Pope Benedict XVI commented on private revelation in his 2010 apostolic exhortation Verbum Domini (“The Word of the Lord”). “Ecclesiastical approval of a private revelation essentially means that its message contains nothing contrary to faith and morals. it is licit to make it public and the faithful are authorized to give to it their prudent adhesion” (No. 46).
“A private revelation can introduce new emphases, give rise to new forms of piety, or deepen older ones,” Pope Benedict continued. “It can have a certain prophetic character and can be a valuable aid for better understanding and living the Gospel at a certain time; consequently it should not be treated lightly. It is a help which is proffered, but its use is not obligatory.” - Discernment of Miracle Claims
The best way to explain this that under normal conditions the local bishop of the diocese approves or disapproves the apparition in question. Occasionally, the Holy See will also recognize a particular Marian Apparition, but it is always after the local ordinary has rendered his decision after a diocesan inquest.

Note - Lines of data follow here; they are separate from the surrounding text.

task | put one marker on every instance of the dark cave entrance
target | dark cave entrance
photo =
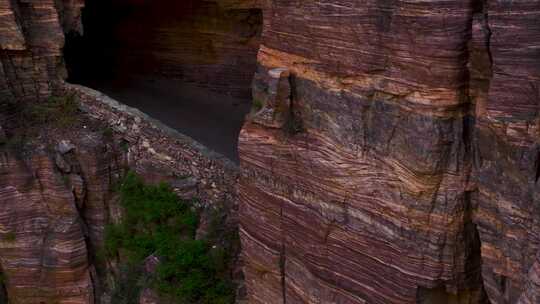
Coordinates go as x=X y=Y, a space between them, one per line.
x=187 y=63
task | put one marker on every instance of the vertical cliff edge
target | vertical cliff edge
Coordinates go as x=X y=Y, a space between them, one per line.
x=392 y=154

If a Marian apparition is recognized by the bishop, it means that the message is not contrary to faith and morals, that Mary can be venerated in a special way at the site and that the faithful can believe with confidence in the supernaturality of the event. But, because belief in a private revelation is not required by the church, Catholics are at liberty to decide how much personal spiritual emphasis (if any) to place on apparitions and the messages they deliver. - Bishop Approved Apparitions with Vatican Recognition
The following Marian Apparitions have been approved by the local bishop And later equally recognized by the Vatican:
- Guadalupe, Mexico (1531)
- Lezajsk, Poland (1578)
- Siluva, Lithuania (1608)
- Laus, France (1664)
- Rue du Bac, Paris, France (1830)
- Rome, Italy (1842)
- La Salette, France (1846)
- Lourdes, France (1858)
- Filippsdorf, Czech Republic (1866)
- Pontmain, France (1871)
- Gietrzwald, Poland (1877)
- Knock, Ireland (1879)
- Fatima, Portugal (1917)
- Beauraing, Belgium (1932)
- Banneux, Belgium (1933)
- Kibeho, Rwanda (1981)
Once approved by the local bishop, the Vatican is under no obligation to recognize a particular apparition as valid. It does so purely at it’s own discretion and for it’s own reasons.